Geralt se detuvo súbitamente, se quedó quieto con la espada en lo alto. La estrige, confundida, también se detuvo. El brujo describió un lento semicírculo con la espada. Dio un paso en dirección a la estrige. Luego otro. Y luego saltó, haciendo molinetes por encima de la cabeza.

La estrige se agachó, escapó en zigzag. Geralt estaba de nuevo muy cerca, la hoja centelleaba en su mano. Los ojos del brujo se encendieron con un brillo maligno, un ronco bramido atravesó sus apretados dientes. La estrige se echó atrás de nuevo, traspasada por el poder del odio, la maldad y la violencia concentrados que emanaban del hombre al que estaba atacando. Las olas de sentimientos la golpeaban, le traspasaban el cerebro y las entrañas. Afectada hasta el punto de producirle dolor por unos sentimientos hasta ahora desconocidos para ella, lanzó un pesado y trémulo gemido, se dio la vuelta en el sitio y se arrojó a una loca huida por el laberinto helado de los corredores del alcázar.

Geralt, sacudido por un escalofrío, estaba de pie en el centro de la sala. Solo. Mucho ha durado, pensó, hasta que este baile en los límites del abismo, este loco, macabro ballet de lucha ha obtenido el resultado deseado, la unidad psíquica con el contrario. Conseguir la conquista de los depósitos de voluntad concentrada escondidos dentro del engendro, la perversa y maligna voluntad por cuyo poder surgiera la estrige. El brujo tembló al recordar el momento en el que había absorbido dentro de sí tal carga de maldad para dirigirla, como un espejo, hacia el monstruo. Nunca antes se había encontrado con tanta concentración de odio y de locura asesina, incluso entre los basiliscos, que en este aspecto gozan de la peor fama.

Mucho mejor, pensó, mientras se dirigía hacia la entrada de la cripta, que se recortaba en el suelo como un enorme charco. Mucho mejor porque este poderoso golpe lo había recibido la propia estrige. Esto le daba algo más de tiempo para seguir actuando, antes de que la bestia se sacudiera el shock de encima. El brujo dudó de si se atrevería a otro esfuerzo similar. El efecto de los elixires se debilitaba y el amanecer todavía estaba lejos. La estrige no debía alcanzar la cripta antes de la aurora, de lo contrario todo el esfuerzo habría sido en vano.

Bajó las escaleras. La cripta era pequeña, había en ella tres sarcófagos de piedra. El primero contando desde la entrada tenía la losa abierta hasta la mitad. Geralt extrajo del seno el tercer frasquito, bebió rápidamente su contenido, entró en el sarcófago, se sumergió en él. Como esperaba, la sepultura era doble, para la madre y la hija.
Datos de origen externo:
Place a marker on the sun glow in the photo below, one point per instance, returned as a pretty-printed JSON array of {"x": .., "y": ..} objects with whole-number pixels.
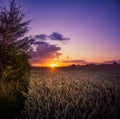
[{"x": 53, "y": 65}]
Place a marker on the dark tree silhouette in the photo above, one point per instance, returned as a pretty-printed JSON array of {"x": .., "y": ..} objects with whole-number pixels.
[{"x": 14, "y": 66}]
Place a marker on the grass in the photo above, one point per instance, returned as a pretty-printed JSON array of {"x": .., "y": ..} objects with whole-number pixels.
[{"x": 72, "y": 93}]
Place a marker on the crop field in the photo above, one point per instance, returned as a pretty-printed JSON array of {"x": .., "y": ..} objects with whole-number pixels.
[{"x": 72, "y": 93}]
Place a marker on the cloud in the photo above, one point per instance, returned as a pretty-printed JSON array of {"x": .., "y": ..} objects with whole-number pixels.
[
  {"x": 42, "y": 51},
  {"x": 111, "y": 61},
  {"x": 58, "y": 36},
  {"x": 54, "y": 36},
  {"x": 41, "y": 37},
  {"x": 75, "y": 61}
]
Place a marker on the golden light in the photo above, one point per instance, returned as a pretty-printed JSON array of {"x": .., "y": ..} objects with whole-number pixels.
[{"x": 53, "y": 65}]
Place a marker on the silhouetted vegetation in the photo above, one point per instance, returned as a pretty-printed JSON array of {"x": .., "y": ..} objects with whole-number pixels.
[{"x": 14, "y": 66}]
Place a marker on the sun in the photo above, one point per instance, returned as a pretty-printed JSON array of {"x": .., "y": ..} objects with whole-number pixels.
[{"x": 53, "y": 65}]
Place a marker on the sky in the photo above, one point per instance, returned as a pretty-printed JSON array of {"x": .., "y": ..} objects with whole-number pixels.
[{"x": 73, "y": 31}]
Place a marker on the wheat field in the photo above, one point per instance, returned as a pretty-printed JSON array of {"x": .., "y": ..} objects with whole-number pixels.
[{"x": 72, "y": 93}]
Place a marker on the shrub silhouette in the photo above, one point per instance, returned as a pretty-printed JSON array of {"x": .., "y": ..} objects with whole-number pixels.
[{"x": 14, "y": 66}]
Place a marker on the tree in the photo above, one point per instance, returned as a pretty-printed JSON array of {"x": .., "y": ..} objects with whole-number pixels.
[
  {"x": 14, "y": 66},
  {"x": 13, "y": 42}
]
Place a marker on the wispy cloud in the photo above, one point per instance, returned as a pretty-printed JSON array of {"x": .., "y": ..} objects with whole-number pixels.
[
  {"x": 54, "y": 36},
  {"x": 57, "y": 36},
  {"x": 75, "y": 61},
  {"x": 41, "y": 37}
]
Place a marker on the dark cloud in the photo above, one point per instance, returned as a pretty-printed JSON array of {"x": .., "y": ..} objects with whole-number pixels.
[
  {"x": 75, "y": 61},
  {"x": 58, "y": 36},
  {"x": 111, "y": 61},
  {"x": 41, "y": 37},
  {"x": 54, "y": 36},
  {"x": 42, "y": 51}
]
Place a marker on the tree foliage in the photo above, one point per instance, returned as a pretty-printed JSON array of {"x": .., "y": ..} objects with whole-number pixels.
[
  {"x": 14, "y": 66},
  {"x": 13, "y": 43}
]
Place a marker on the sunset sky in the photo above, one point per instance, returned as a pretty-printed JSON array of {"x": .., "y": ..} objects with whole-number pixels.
[{"x": 73, "y": 31}]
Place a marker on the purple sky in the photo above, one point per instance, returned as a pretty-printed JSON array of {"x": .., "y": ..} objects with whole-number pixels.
[{"x": 92, "y": 27}]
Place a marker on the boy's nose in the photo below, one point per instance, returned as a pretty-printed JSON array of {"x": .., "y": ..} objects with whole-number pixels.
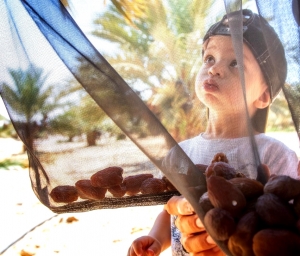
[{"x": 216, "y": 70}]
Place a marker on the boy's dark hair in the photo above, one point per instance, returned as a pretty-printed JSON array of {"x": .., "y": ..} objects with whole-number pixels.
[{"x": 266, "y": 47}]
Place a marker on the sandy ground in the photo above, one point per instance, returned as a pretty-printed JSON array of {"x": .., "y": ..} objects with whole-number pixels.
[
  {"x": 106, "y": 232},
  {"x": 100, "y": 232}
]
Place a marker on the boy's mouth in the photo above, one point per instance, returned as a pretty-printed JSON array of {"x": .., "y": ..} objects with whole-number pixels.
[{"x": 210, "y": 84}]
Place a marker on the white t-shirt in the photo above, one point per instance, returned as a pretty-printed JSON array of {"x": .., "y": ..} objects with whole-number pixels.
[{"x": 277, "y": 156}]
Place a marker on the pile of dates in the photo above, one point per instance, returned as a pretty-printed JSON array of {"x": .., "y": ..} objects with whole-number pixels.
[
  {"x": 110, "y": 180},
  {"x": 249, "y": 217}
]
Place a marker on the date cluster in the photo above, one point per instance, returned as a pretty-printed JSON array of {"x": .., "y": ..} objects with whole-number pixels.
[
  {"x": 110, "y": 180},
  {"x": 250, "y": 218}
]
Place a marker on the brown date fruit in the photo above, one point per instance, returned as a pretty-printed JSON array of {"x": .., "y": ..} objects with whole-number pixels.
[
  {"x": 271, "y": 242},
  {"x": 275, "y": 212},
  {"x": 205, "y": 202},
  {"x": 249, "y": 187},
  {"x": 225, "y": 195},
  {"x": 219, "y": 224},
  {"x": 283, "y": 186},
  {"x": 64, "y": 194},
  {"x": 118, "y": 191},
  {"x": 153, "y": 186},
  {"x": 87, "y": 191},
  {"x": 220, "y": 169},
  {"x": 240, "y": 242},
  {"x": 133, "y": 183},
  {"x": 169, "y": 185},
  {"x": 108, "y": 177}
]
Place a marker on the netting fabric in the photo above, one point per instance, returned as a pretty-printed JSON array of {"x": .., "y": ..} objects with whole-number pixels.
[{"x": 132, "y": 110}]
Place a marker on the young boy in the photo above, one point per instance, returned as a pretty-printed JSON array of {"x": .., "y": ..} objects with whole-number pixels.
[{"x": 218, "y": 86}]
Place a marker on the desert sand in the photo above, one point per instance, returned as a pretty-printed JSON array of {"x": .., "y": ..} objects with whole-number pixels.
[{"x": 105, "y": 232}]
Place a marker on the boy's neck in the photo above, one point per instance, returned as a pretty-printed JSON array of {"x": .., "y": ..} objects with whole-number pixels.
[{"x": 226, "y": 128}]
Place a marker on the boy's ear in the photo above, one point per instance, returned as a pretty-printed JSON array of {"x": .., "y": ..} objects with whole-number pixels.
[{"x": 264, "y": 100}]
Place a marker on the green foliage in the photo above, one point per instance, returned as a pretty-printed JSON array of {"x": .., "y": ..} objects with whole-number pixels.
[{"x": 160, "y": 53}]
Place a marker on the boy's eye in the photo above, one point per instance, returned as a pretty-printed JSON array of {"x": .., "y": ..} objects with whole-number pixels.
[
  {"x": 233, "y": 63},
  {"x": 209, "y": 59}
]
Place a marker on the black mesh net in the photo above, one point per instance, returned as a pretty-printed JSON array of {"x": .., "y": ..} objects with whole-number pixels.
[{"x": 119, "y": 114}]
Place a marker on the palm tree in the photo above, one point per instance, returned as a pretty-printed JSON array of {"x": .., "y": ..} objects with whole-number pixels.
[
  {"x": 29, "y": 101},
  {"x": 160, "y": 54}
]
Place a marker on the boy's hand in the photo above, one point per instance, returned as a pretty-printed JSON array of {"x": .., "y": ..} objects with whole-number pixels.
[
  {"x": 144, "y": 246},
  {"x": 194, "y": 238}
]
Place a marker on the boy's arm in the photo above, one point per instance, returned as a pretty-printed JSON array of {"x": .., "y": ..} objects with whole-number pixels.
[{"x": 161, "y": 230}]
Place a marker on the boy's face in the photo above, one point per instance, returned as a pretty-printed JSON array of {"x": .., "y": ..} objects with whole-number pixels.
[{"x": 218, "y": 83}]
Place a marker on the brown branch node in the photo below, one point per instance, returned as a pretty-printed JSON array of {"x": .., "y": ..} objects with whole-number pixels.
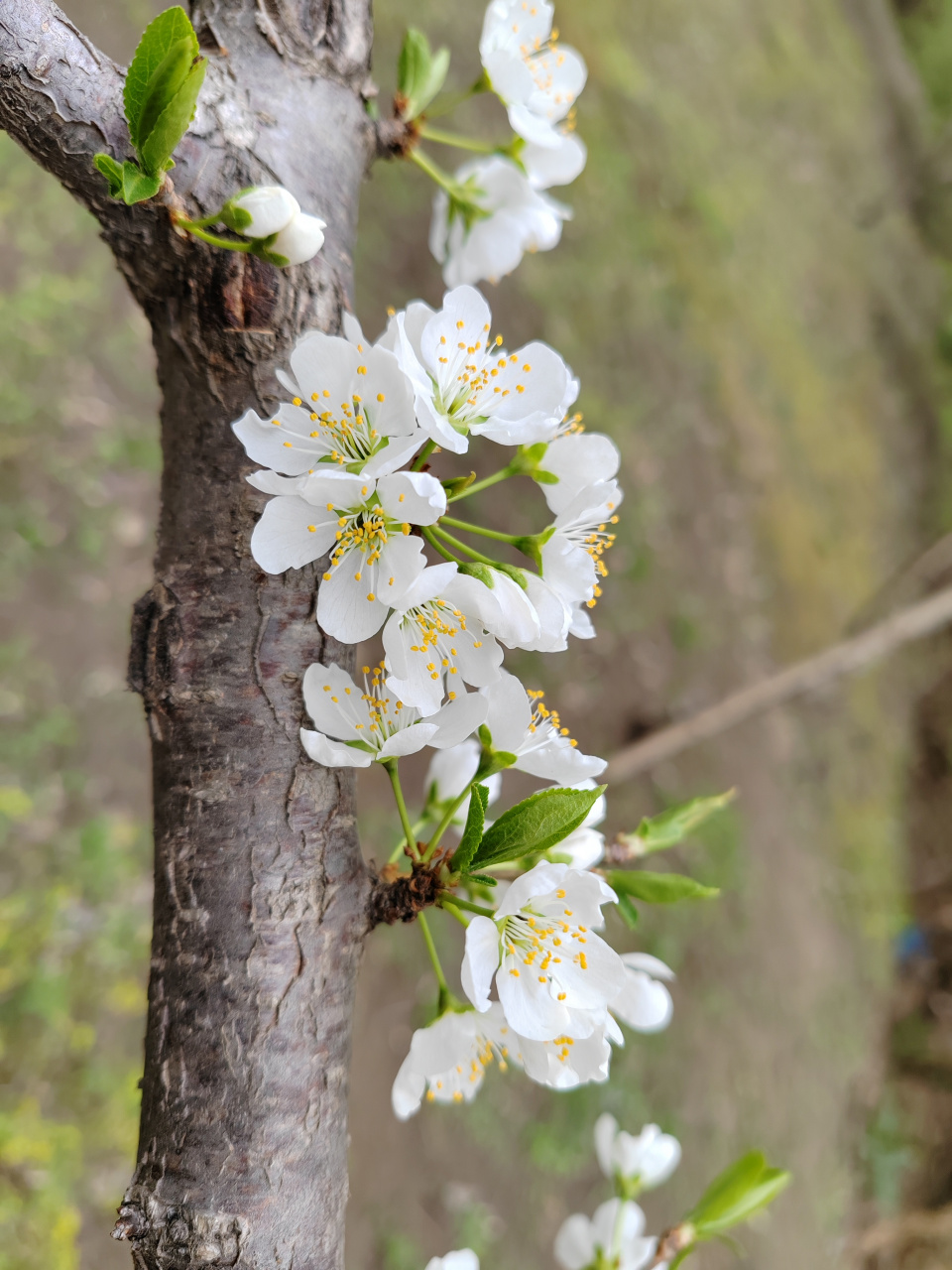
[{"x": 402, "y": 898}]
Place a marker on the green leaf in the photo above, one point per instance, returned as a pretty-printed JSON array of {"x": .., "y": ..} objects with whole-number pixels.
[
  {"x": 139, "y": 186},
  {"x": 535, "y": 825},
  {"x": 112, "y": 171},
  {"x": 173, "y": 122},
  {"x": 158, "y": 39},
  {"x": 657, "y": 888},
  {"x": 630, "y": 915},
  {"x": 472, "y": 833},
  {"x": 734, "y": 1197},
  {"x": 163, "y": 86},
  {"x": 675, "y": 824},
  {"x": 420, "y": 72}
]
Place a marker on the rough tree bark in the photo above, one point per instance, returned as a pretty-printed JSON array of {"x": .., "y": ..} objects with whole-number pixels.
[{"x": 261, "y": 894}]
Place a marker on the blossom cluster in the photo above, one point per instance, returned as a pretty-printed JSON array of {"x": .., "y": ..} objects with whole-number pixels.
[{"x": 538, "y": 80}]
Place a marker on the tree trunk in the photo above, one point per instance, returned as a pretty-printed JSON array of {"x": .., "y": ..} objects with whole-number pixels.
[{"x": 261, "y": 893}]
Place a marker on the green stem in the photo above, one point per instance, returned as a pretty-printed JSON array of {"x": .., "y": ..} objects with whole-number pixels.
[
  {"x": 454, "y": 139},
  {"x": 479, "y": 529},
  {"x": 422, "y": 456},
  {"x": 436, "y": 547},
  {"x": 503, "y": 474},
  {"x": 470, "y": 907},
  {"x": 391, "y": 765},
  {"x": 229, "y": 244},
  {"x": 425, "y": 164},
  {"x": 461, "y": 547},
  {"x": 434, "y": 957}
]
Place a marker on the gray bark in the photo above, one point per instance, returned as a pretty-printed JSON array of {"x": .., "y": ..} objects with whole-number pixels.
[{"x": 261, "y": 894}]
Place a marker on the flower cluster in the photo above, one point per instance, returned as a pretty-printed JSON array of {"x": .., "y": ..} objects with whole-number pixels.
[{"x": 506, "y": 209}]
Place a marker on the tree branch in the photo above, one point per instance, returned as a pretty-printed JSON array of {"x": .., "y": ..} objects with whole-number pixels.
[
  {"x": 846, "y": 658},
  {"x": 60, "y": 98}
]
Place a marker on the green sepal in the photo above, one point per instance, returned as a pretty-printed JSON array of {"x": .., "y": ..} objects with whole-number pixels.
[
  {"x": 513, "y": 572},
  {"x": 671, "y": 826},
  {"x": 535, "y": 825},
  {"x": 630, "y": 915},
  {"x": 139, "y": 186},
  {"x": 159, "y": 37},
  {"x": 472, "y": 833},
  {"x": 112, "y": 171},
  {"x": 173, "y": 122},
  {"x": 481, "y": 572},
  {"x": 657, "y": 888},
  {"x": 420, "y": 72},
  {"x": 737, "y": 1194}
]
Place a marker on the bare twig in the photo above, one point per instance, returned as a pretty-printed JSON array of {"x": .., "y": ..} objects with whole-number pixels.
[{"x": 815, "y": 672}]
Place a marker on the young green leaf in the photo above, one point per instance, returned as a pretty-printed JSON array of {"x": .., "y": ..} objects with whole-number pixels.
[
  {"x": 166, "y": 82},
  {"x": 137, "y": 186},
  {"x": 420, "y": 72},
  {"x": 160, "y": 35},
  {"x": 472, "y": 833},
  {"x": 670, "y": 826},
  {"x": 535, "y": 825},
  {"x": 173, "y": 122},
  {"x": 739, "y": 1193},
  {"x": 112, "y": 171},
  {"x": 657, "y": 888}
]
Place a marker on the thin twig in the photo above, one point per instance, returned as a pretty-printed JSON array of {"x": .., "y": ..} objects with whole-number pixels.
[{"x": 815, "y": 672}]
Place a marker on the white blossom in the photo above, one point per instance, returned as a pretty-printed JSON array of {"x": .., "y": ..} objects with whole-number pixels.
[
  {"x": 463, "y": 1259},
  {"x": 524, "y": 725},
  {"x": 301, "y": 239},
  {"x": 352, "y": 407},
  {"x": 615, "y": 1232},
  {"x": 438, "y": 635},
  {"x": 571, "y": 557},
  {"x": 644, "y": 1002},
  {"x": 553, "y": 975},
  {"x": 644, "y": 1161},
  {"x": 535, "y": 77},
  {"x": 271, "y": 208},
  {"x": 579, "y": 460},
  {"x": 451, "y": 771},
  {"x": 357, "y": 728},
  {"x": 517, "y": 217},
  {"x": 363, "y": 524},
  {"x": 465, "y": 382},
  {"x": 448, "y": 1060},
  {"x": 567, "y": 1062},
  {"x": 555, "y": 166}
]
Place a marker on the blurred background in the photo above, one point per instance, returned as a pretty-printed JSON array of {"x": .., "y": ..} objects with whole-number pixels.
[{"x": 756, "y": 295}]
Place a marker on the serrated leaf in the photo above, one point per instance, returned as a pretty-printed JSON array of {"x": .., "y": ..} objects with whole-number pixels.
[
  {"x": 630, "y": 915},
  {"x": 173, "y": 122},
  {"x": 112, "y": 171},
  {"x": 472, "y": 833},
  {"x": 160, "y": 35},
  {"x": 738, "y": 1193},
  {"x": 139, "y": 186},
  {"x": 166, "y": 82},
  {"x": 657, "y": 888},
  {"x": 535, "y": 825},
  {"x": 671, "y": 826}
]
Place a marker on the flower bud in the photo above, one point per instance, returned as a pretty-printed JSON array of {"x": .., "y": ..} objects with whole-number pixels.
[
  {"x": 301, "y": 239},
  {"x": 271, "y": 208}
]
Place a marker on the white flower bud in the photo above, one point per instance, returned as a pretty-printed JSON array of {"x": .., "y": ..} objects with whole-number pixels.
[
  {"x": 271, "y": 208},
  {"x": 301, "y": 239}
]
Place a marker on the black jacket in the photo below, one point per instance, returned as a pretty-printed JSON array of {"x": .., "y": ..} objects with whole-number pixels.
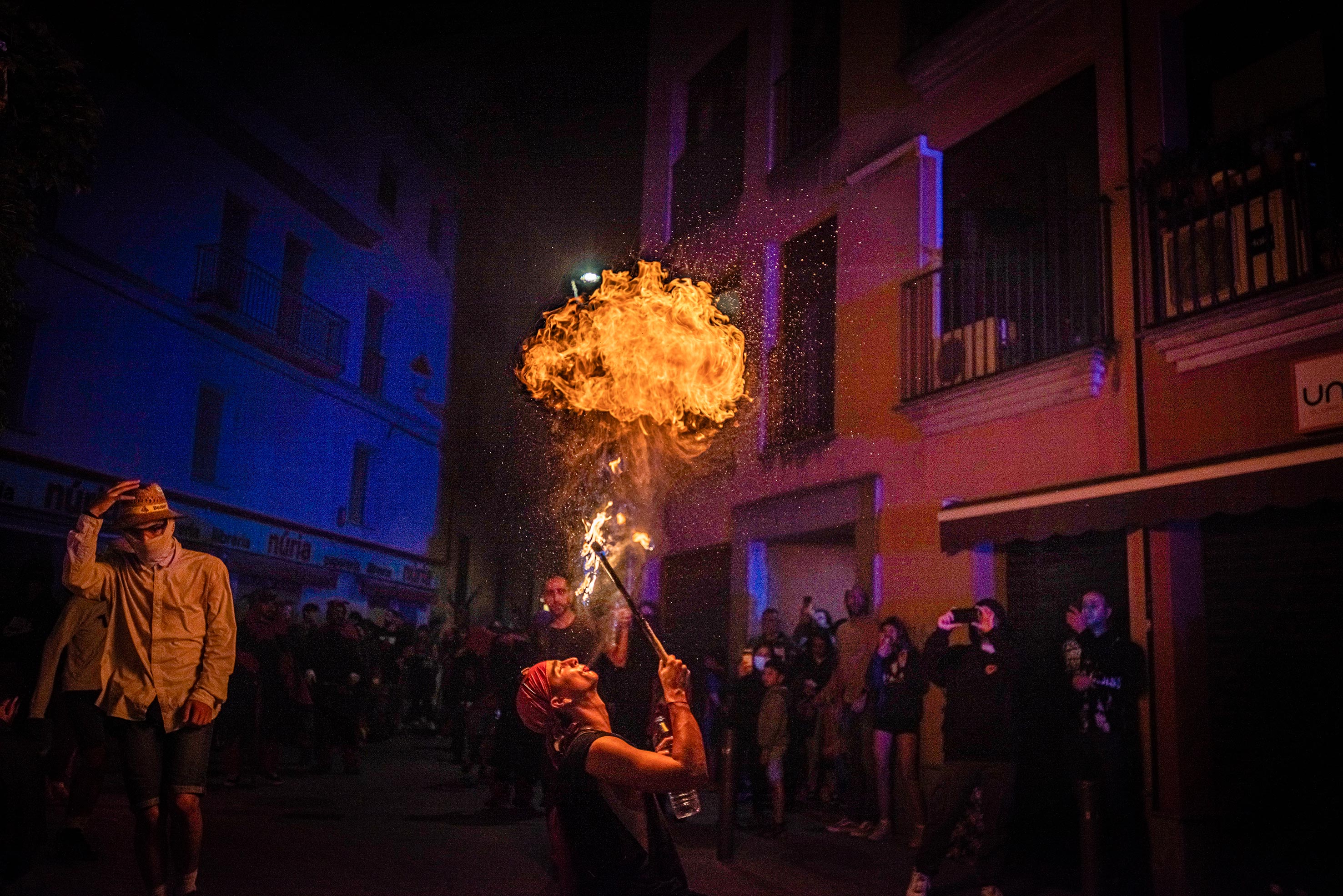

Cerró la cubierta sólo cuando escuchó de nuevo el grito de la estrige. Se echó boca arriba junto a los restos momificados de Adda, por dentro de la losa marcó la Señal de Yrden. Puso la espada sobre su pecho y colocó un pequeño reloj de arena fosforescente. Cruzó los brazos. No escuchaba ya los bramidos de la estrige que retumbaban en el alcázar. De hecho, ya no escuchaba nada pues la digital y el quelidonium habían comenzado a actuar.